1. Abridged Problem Statement  
Given integers N, M (3 ≤ N, M ≤ 200), paint an N×M grid with red (‘0’) and blue (‘#’) so that every 3×2 or 2×3 sub-rectangle contains exactly two blue cells. Among all valid paintings, use as few blue cells as possible. If there is no solution, print “No solution”; otherwise output any valid grid.

2. Detailed Editorial  

Goal: For every 3×2 or 2×3 block of cells, there must be exactly two ‘#’, and globally we want to minimize the total number of ‘#’.

Key Observation:  
If we paint exactly those cells (i,j) for which (i + j + offset) mod 3 = 0 as blue and all others red, then in any 3×2 or 2×3 block exactly two of the six cells satisfy (i + j) mod 3 = constant. Hence this pattern meets the local constraint. Why?  
- Consider any 3 consecutive rows and 2 consecutive columns: the six sums i+j form each residue class mod 3 exactly twice.  
- A similar argument holds for 2×3 blocks.

Thus the valid colorings are exactly the three “diagonal modulo-3” patterns, parameterized by offset ∈ {0,1,2}. Each has roughly ⌈N·M/3⌉ blue cells, but due to boundary effects one offset may use fewer blues. We simply try all three offsets, count the blues, pick the one with minimal count, and output that pattern.

Algorithm:  
1. Read N, M.  
2. For offset in {0,1,2}:  
   a. Count how many positions (i,j) with (i+j+offset)%3==0.  
3. Choose the offset that gives the smallest count.  
4. Construct the grid: mark ‘#’ at (i,j) satisfying (i+j+best_offset)%3==0, else ‘0’.  
5. Print the grid.

Time complexity: O(3·N·M) = O(N·M) which is fine for N,M ≤ 200.

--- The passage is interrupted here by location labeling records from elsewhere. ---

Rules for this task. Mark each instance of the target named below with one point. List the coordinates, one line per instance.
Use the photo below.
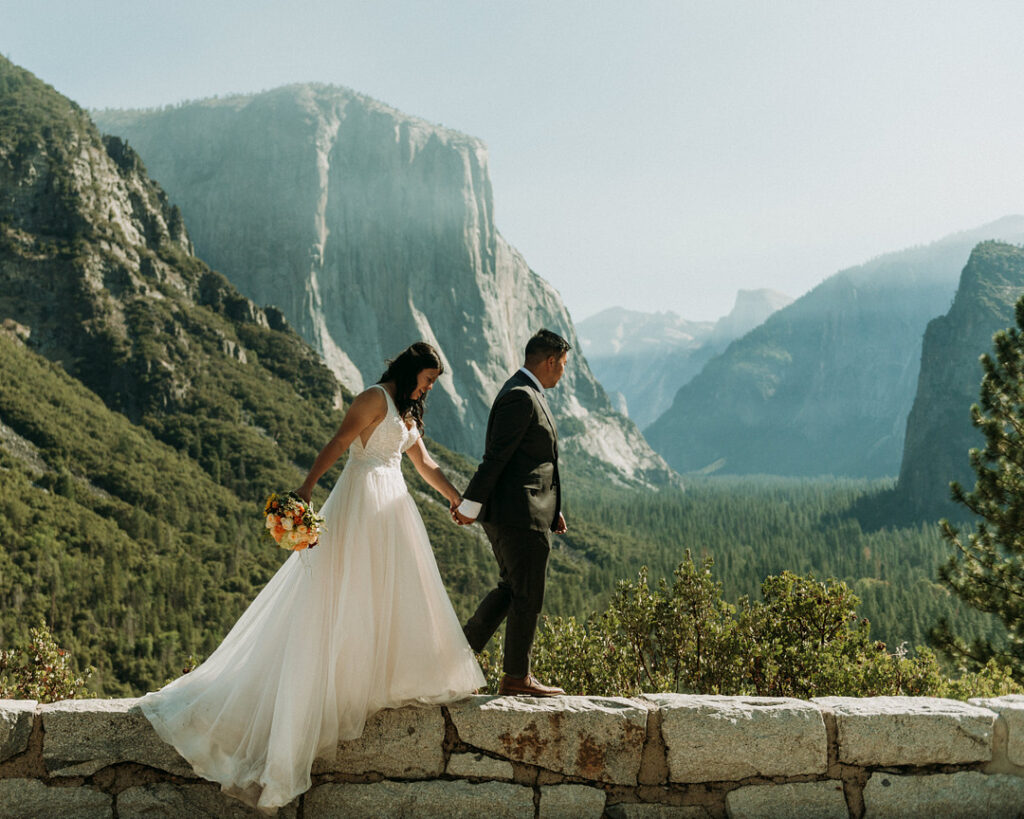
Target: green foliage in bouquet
(40, 670)
(803, 639)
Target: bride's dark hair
(403, 371)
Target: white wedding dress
(359, 622)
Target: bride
(358, 623)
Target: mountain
(939, 432)
(370, 229)
(646, 357)
(824, 385)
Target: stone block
(571, 802)
(716, 738)
(961, 795)
(196, 802)
(638, 811)
(910, 730)
(790, 801)
(417, 800)
(467, 765)
(28, 799)
(15, 726)
(83, 735)
(407, 743)
(598, 738)
(1011, 708)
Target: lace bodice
(388, 440)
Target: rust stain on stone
(527, 745)
(590, 759)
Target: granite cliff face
(939, 432)
(371, 229)
(96, 267)
(825, 384)
(646, 357)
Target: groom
(516, 497)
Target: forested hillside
(147, 407)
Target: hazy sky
(649, 155)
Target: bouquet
(292, 521)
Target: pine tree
(987, 568)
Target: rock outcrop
(656, 756)
(824, 385)
(939, 432)
(646, 357)
(370, 228)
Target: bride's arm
(431, 473)
(368, 408)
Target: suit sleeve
(512, 417)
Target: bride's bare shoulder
(371, 401)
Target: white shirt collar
(532, 378)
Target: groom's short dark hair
(545, 344)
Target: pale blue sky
(688, 148)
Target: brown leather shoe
(528, 686)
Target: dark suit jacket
(517, 481)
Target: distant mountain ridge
(646, 357)
(824, 385)
(371, 229)
(939, 432)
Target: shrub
(40, 671)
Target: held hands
(457, 516)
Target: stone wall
(656, 756)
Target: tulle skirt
(358, 623)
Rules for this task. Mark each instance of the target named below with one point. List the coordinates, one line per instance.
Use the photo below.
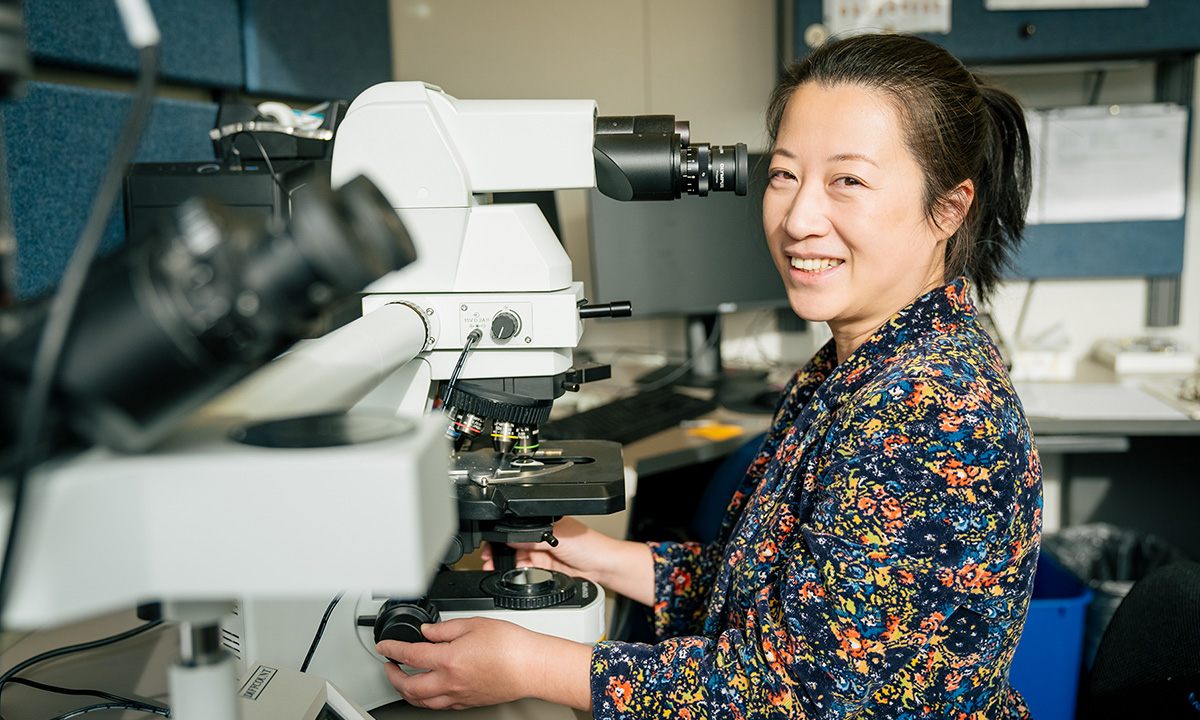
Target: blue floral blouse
(877, 558)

3. Provided C++ Solution with Detailed Comments  

```cpp
#include <bits/stdc++.h>
using namespace std;

int main() {
    ios::sync_with_stdio(false);
    cin.tie(nullptr);

    int n, m;
    cin >> n >> m;                       // Read dimensions N and M

    int best_offset = 0;                 // will store offset giving fewest blues
    int min_count = INT_MAX;             // best (minimum) number of blues found

    // Try all three diagonal patterns (offset = 0,1,2)
    for(int offset = 0; offset < 3; offset++) {
        int count = 0;                   // count of blues for this offset

        // Loop over all cells, count those satisfying the diagonal condition
        for(int i = 0; i < n; i++) {
            for(int j = 0; j < m; j++) {
                // If (i+j+offset) mod 3 == 0, we would paint it blue
                if ((i + j + offset) % 3 == 0) {
                    count++;
                }
            }
        }
        // Update best_offset if we found a smaller blue count
        if (count < min_count) {
            min_count = count;
            best_offset = offset;
        }
    }

    // Construct the final grid using the best offset
    vector<string> grid(n, string(m, '0'));  // initialize all cells red ('0')
    for(int i = 0; i < n; i++) {
        for(int j = 0; j < m; j++) {
            // Paint blue '#' where the diagonal condition holds
            if ((i + j + best_offset) % 3 == 0) {
                grid[i][j] = '#';
            }
        }
    }

    // Output the grid, one row per line
    for(int i = 0; i < n; i++) {
        cout << grid[i] << '\n';
    }
    return 0;
}
```

4. Python Solution with Detailed Comments  

```python
def main():
    import sys
    input = sys.stdin.readline

    # Read N, M
    n, m = map(int, input().split())

    best_offset = 0
    min_count = n * m + 1  # initialize to larger than maximum possible

    # Find which offset yields fewest blue cells
    for offset in range(3):
        cnt = 0
        for i in range(n):
            # Instead of checking every j, we can note that for fixed i,
            # j runs from 0 to m-1. We still check each one here for clarity.
            for j in range(m):
                if (i + j + offset) % 3 == 0:
                    cnt += 1
        if cnt < min_count:
            min_count = cnt
            best_offset = offset

    # Build the grid using the optimal offset
    grid = []
    for i in range(n):
        row = []
        for j in range(m):
            # Mark '#' if it satisfies the chosen diagonal pattern
            if (i + j + best_offset) % 3 == 0:
                row.append('#')
            else:
                row.append('0')
        grid.append(''.join(row))

    # Print the resulting flag
    print('\n'.join(grid))


if __name__ == "__main__":
    main()
```

5. Compressed Editorial  
Assign each cell (i,j) a value (i+j+offset)%3 and color it blue exactly when this value is 0. This guarantees every 3×2 or 2×3 block has exactly two blues (each residue appears twice), and by testing offsets 0,1,2 we pick the one minimizing blue count.